Today’s email systems are based on a store-and-forward model. Email servers accept, forward, deliver, and store messages. Neither the users nor their computers are required to be online simultaneously; they need to connect only briefly, typically to a mail server or a webmail interface for as long as it takes to send or receive messages or to download it. Let’s discuss the insane facts about email.
- An American programmer Raymond Samuel Tomlinson is the father of the first personal email. In late 1971, he sent an email to a nearby computer. It might have looked like “QWERTYUIOP,” according to Tomlinson who actually forgot the original version.
- The symbol, (@) which is used to separate the user name from the domain name, was chosen by Tomlinson because it was one of the least used among those available on keyboards.
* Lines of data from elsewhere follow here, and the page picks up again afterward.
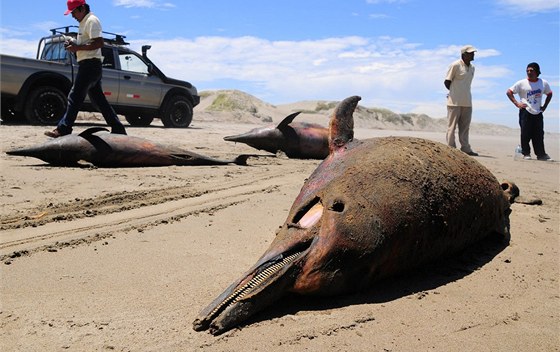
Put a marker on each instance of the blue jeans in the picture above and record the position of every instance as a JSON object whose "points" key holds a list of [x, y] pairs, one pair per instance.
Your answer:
{"points": [[88, 81], [532, 129]]}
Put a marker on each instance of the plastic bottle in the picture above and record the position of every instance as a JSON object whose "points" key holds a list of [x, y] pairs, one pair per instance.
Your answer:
{"points": [[518, 155]]}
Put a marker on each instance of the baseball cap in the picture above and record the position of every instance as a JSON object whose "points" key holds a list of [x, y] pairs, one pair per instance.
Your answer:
{"points": [[468, 49], [73, 4]]}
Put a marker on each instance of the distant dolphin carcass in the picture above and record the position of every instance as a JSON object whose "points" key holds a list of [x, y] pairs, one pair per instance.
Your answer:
{"points": [[298, 140], [115, 150], [372, 209]]}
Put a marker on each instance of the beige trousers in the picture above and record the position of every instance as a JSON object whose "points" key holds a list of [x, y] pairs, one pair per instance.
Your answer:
{"points": [[459, 116]]}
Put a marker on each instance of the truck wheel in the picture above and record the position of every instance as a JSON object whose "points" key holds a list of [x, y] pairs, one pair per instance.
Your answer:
{"points": [[177, 112], [139, 121], [45, 106], [8, 113]]}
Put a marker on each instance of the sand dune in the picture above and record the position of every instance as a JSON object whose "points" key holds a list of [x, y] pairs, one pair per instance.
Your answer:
{"points": [[124, 259]]}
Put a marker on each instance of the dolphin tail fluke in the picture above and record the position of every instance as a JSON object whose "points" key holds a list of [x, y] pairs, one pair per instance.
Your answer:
{"points": [[341, 125], [287, 120]]}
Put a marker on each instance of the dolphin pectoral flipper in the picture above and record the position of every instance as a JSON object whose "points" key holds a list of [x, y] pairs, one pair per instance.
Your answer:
{"points": [[287, 120], [92, 130], [195, 159], [372, 209]]}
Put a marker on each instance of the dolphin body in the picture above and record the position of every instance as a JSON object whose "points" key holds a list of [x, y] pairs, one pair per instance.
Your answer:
{"points": [[299, 140], [372, 209], [115, 150]]}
Shortly thereafter, it became one of the great symbols of the Internet.
- The first email from space came on August 28, 1991. Astronauts Shannon Lucid and James S. Adamson sent a message to their colleague Marcia Ivins, a shuttle communicator at the Johnson Space Center. Here’s what it said:
- The most popular password for email protection is “123456.” The world knew about this in 2009, when more than 10,000 Hotmail passwords were given to the public.
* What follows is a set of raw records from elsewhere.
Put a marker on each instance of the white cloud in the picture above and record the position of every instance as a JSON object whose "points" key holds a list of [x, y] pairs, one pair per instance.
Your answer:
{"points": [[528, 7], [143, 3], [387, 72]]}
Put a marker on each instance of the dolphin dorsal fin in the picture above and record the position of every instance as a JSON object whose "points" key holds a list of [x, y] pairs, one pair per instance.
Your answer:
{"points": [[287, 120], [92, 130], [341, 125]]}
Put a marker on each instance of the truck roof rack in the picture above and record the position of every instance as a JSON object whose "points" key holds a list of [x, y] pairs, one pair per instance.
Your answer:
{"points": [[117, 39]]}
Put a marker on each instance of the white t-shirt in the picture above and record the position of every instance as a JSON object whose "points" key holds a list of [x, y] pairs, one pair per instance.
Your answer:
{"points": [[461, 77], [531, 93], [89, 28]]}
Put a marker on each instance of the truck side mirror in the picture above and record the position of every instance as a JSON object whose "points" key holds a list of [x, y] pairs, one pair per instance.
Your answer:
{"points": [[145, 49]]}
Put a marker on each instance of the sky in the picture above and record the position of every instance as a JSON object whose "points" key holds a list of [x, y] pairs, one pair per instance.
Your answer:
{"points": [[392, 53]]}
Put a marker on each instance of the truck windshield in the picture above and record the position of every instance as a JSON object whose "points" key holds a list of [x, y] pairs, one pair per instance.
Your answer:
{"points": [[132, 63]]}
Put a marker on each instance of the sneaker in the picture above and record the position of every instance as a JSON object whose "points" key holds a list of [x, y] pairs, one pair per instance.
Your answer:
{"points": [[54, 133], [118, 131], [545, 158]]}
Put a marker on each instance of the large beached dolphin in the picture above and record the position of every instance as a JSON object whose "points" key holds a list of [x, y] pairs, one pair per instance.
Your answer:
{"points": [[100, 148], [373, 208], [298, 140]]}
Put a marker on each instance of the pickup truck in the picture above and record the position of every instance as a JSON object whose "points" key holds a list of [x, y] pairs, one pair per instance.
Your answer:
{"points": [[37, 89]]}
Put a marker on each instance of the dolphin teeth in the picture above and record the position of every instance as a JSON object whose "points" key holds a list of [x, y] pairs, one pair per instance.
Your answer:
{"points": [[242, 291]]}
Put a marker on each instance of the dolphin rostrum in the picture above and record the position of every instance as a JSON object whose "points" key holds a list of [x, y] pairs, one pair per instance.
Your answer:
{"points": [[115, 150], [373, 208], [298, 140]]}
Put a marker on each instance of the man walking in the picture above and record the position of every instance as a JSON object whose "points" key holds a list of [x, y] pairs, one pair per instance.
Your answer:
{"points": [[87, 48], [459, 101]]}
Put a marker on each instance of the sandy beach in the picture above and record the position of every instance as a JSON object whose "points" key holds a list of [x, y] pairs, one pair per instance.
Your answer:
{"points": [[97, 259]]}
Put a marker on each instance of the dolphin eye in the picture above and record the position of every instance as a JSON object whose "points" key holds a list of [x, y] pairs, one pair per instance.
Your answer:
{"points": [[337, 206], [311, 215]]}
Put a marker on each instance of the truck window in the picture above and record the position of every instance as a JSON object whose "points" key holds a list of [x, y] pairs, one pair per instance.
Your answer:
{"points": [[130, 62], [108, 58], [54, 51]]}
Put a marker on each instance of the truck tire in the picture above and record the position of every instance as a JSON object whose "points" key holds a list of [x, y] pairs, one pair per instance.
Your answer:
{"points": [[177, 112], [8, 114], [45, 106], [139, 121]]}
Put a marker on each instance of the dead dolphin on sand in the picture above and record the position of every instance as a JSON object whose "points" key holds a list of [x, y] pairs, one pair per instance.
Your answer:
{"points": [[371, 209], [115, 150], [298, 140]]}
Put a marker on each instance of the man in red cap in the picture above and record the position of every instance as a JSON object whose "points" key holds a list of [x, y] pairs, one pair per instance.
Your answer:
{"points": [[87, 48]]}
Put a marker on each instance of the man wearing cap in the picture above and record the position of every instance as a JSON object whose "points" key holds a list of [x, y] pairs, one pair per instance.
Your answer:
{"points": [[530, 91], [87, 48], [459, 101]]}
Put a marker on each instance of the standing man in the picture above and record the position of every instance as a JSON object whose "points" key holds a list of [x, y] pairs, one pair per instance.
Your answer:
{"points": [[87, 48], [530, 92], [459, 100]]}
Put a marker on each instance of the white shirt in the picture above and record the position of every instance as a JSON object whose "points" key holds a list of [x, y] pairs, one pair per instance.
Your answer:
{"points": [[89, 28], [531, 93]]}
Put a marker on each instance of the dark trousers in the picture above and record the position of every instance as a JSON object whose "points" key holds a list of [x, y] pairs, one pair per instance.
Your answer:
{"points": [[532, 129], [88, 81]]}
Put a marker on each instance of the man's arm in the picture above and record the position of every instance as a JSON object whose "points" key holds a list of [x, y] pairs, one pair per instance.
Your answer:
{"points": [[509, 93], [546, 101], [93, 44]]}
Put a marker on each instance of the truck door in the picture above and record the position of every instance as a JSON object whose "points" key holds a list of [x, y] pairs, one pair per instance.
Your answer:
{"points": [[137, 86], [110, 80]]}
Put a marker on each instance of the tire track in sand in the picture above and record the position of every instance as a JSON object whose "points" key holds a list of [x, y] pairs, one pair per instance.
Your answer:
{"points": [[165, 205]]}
- The attachment was born in 1992 after the Multipurpose Internet Mail Extensions (Mime) was released. That marked the beginning of the painful attempts to delete emails to make space after someone sends you a massive attachment: back in those days the inbox space was rather limited.
- From May 1 to May 5, 2000, the mailworm caused $1.54 billion damage and attacked 3.1 million computers worldwide. It mutated three times in 4 days. The virus sent itself to all available contacts in the MS Outlook agent after the malicious email was opened. It got to the Guinness Book of Records due to the colossal damage to the world economy.
- Any attempt to send unwanted messages pales beside a campaign sent on April 12, 1994, from an American law company. The recipient base included 6,000 contacts. The campaign targeted emigrants and promoted the company of Lawrence Kanter and Martha Siegel offering help with getting green cards.
- The United States is home to 5 of the 10 worst spammers worldwide.
- In 2018, the number of email users worldwide was 3.8 billion, and in 2023 it should increase to 4.4 billion.
- Every second, 2,887,441 emails are sent, which is 10,394,787,600 emails per hour, according to Internet Live Stats.